San Raffaele, parte lo studio contro il Covid-19

Si tratta di protocollo unitario che permetterà di raccogliere informazioni sia cliniche sia biologiche in modo sistematico e quindi di ottenere dati affidabili sull’efficacia dei farmaci oggi somministrati negli ospedali italiani.

L’approccio. All’interno dello studio ogni paziente colpito da coronavirus segue lo stesso iter terapeutico, benché possa essere preso in carico da oltre sette reparti diversi che oggi sono dedicati all’emergenza. Il percorso inizia con il prelievo di diversi campioni biologici, fra i quali sangue, plasma, urine e tamponi virali.

Incrociando le informazioni che emergono dai campioni, con i protocolli di trattamento e i dati clinici raccolti dai pazienti lungo l’intero periodo di degenza, i ricercatori del San Raffaele sperano di riuscire a capire meglio cosa accomuna i pazienti più gravi, quali sono gli indicatori che ci permettono di prevedere il decorso della malattia e quali sono i farmaci che funzionano meglio nei diversi casi.

Malattia sconosciuta. Il nuovo coronavirus si manifesta in modo molto diversificato dal punto di vista della gravità dei sintomi. E questo non solo perché in quasi l’80 per cento dei pazienti la presenza del virus è poco o per nulla sintomatica e nel restante 20% dà origine a una polmonite grave.

«Osserviamo grande variabilità anche in quel 20% di pazienti più gravi ricoverati in ospedale. Molti si riprendono con la sola somministrazione dell’ossigeno, altri necessitano della terapia intensiva e in alcuni casi addirittura dell’ossigenazione extracorporea» spiega Zangrillo.

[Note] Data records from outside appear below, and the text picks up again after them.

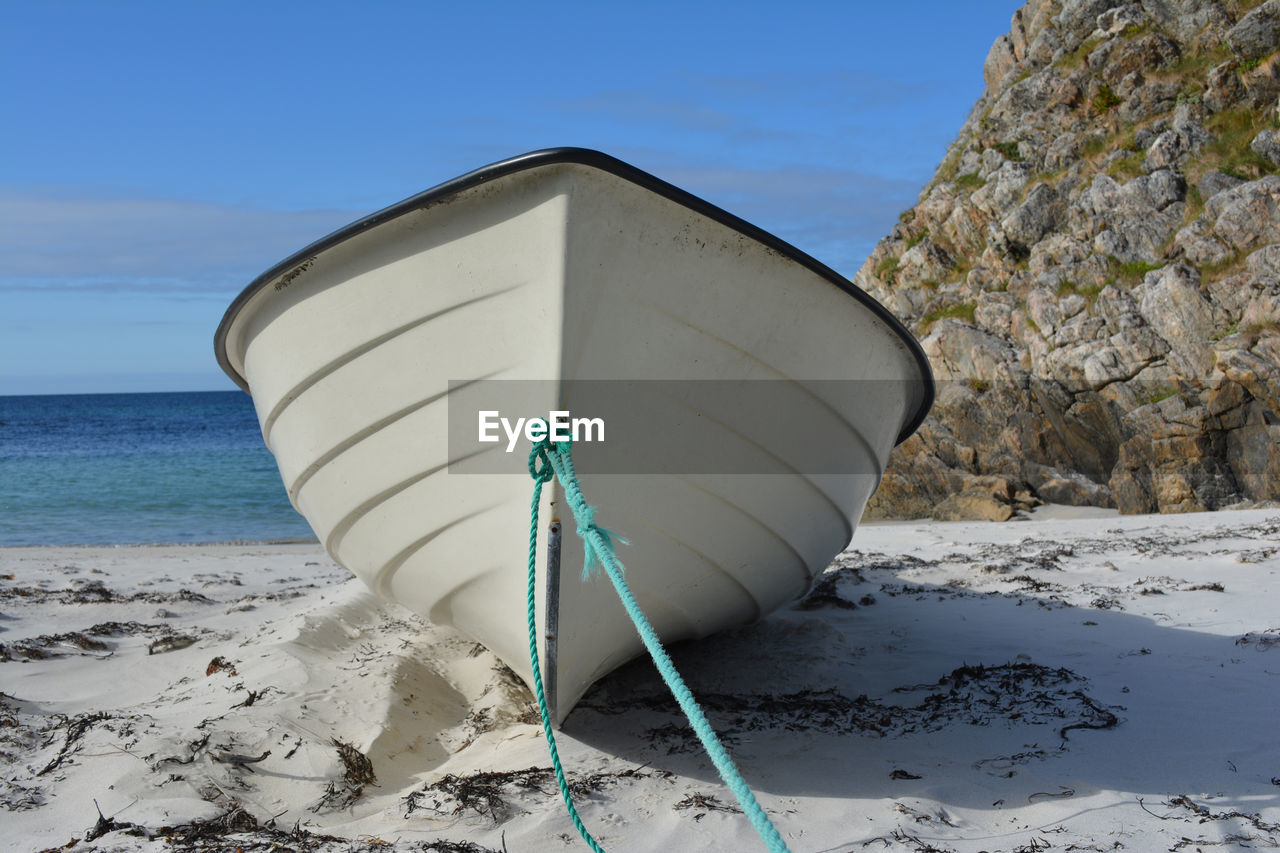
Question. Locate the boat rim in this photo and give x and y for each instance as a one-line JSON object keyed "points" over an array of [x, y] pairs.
{"points": [[606, 163]]}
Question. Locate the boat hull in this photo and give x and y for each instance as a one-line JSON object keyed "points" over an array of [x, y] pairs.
{"points": [[365, 354]]}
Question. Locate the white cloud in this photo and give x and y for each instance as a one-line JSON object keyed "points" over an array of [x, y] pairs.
{"points": [[151, 245]]}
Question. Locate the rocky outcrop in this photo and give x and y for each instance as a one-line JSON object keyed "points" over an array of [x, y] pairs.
{"points": [[1095, 269]]}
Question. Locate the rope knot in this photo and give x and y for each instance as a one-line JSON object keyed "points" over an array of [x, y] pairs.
{"points": [[542, 473]]}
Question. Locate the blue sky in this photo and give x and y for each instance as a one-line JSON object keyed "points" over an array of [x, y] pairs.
{"points": [[156, 156]]}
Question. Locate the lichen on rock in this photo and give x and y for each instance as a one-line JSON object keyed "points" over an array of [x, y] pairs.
{"points": [[1095, 269]]}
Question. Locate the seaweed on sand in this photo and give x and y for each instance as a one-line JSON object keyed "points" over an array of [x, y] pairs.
{"points": [[485, 793]]}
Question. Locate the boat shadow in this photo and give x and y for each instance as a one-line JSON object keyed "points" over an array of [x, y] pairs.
{"points": [[973, 699]]}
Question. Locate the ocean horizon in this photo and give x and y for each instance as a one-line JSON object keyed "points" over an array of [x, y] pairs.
{"points": [[146, 468]]}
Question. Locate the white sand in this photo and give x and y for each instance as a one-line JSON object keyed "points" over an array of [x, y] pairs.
{"points": [[1072, 684]]}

«Al momento, su questo fronte, stiamo studiando il beneficio dalla ventilazione non-invasiva in uno stadio precocissimo della malattia, mentre nei pazienti nella fase maggiormente critica stiamo testando l’uso dell’Angiotensina II, un vasocostrittore già usato in terapia intensiva e che potrebbe dare un beneficio proprio in queste persone».

Che cosa distingua il diverso decorso dei pazienti con Covid-19 non è al momento chiaro, ma spesso a giocare un ruolo chiave nell’aggravarsi dei sintomi sembra esserci un’eccessiva risposta del sistema immunitario.

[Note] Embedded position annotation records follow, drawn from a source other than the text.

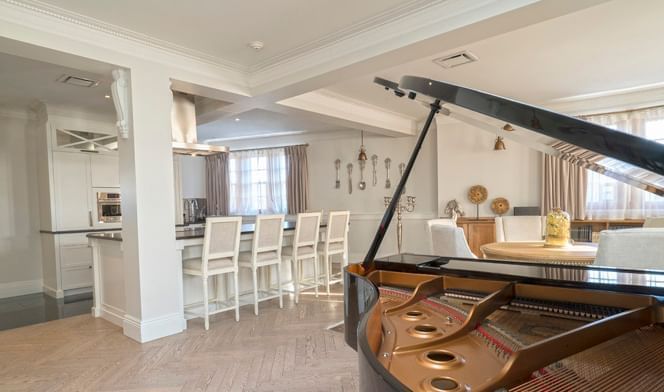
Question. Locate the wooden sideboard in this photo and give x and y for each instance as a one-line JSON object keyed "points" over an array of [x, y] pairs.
{"points": [[478, 232]]}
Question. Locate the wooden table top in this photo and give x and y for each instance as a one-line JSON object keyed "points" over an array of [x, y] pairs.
{"points": [[535, 251]]}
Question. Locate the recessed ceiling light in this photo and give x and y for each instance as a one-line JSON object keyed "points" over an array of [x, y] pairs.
{"points": [[456, 59], [256, 45]]}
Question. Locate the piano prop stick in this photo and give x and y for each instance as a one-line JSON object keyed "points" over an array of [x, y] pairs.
{"points": [[431, 323]]}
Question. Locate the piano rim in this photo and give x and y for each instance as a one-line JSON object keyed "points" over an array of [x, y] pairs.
{"points": [[364, 349]]}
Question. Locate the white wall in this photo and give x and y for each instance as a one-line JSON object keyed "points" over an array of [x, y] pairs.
{"points": [[192, 175], [20, 246], [367, 207], [466, 158]]}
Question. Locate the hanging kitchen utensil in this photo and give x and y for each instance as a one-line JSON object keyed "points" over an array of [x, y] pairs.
{"points": [[362, 185], [374, 162], [388, 184], [337, 166]]}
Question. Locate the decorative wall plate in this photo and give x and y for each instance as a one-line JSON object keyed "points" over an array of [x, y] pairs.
{"points": [[500, 205], [477, 194]]}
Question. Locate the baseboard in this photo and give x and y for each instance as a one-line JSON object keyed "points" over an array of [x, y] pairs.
{"points": [[13, 289], [111, 314], [51, 292], [148, 330]]}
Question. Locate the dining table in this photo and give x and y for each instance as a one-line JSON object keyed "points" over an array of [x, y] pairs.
{"points": [[576, 253]]}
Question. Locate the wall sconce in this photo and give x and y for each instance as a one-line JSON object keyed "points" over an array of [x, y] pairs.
{"points": [[363, 152], [499, 144]]}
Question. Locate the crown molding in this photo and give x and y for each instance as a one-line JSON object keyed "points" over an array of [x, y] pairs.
{"points": [[409, 22], [421, 21], [383, 18]]}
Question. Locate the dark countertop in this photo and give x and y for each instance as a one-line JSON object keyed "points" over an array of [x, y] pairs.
{"points": [[186, 233], [80, 231]]}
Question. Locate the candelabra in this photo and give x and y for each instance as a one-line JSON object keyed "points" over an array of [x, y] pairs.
{"points": [[406, 204]]}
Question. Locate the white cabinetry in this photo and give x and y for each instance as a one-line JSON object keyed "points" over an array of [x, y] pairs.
{"points": [[105, 171], [73, 191], [75, 261]]}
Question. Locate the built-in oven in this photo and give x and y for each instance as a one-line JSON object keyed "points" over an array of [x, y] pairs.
{"points": [[108, 207]]}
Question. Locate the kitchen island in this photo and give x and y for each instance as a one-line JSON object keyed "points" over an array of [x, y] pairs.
{"points": [[108, 269]]}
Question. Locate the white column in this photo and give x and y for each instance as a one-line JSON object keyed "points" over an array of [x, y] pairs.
{"points": [[151, 274]]}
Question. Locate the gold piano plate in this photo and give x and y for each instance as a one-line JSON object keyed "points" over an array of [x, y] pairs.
{"points": [[445, 333]]}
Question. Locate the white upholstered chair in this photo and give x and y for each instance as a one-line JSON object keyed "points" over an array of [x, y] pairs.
{"points": [[335, 244], [304, 249], [449, 241], [437, 222], [631, 248], [651, 223], [221, 244], [265, 252], [520, 228]]}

«In una parte dei pazienti si osservano altissimi livelli di infiammazione, al punto che il danno polmonare sembra essere causato in modo sostanziale anche dalle difese immunitarie stesse, ormai fuori controllo – dice Lorenzo Dagna, primario dell’unità di Immunologia e Reumatologia -. Alcuni superano questo momento con la sola somministrazione di ossigeno, mentre altri non sembrano rispondere neanche a terapie antinfiammatorie e immunosoppressive più impegnative. Capire quali siano i pazienti più a rischio e intervenire precocemente potrebbe fare la differenza. Ecco perché una sperimentazione rigorosa e su gruppi omogenei di pazienti è fondamentale».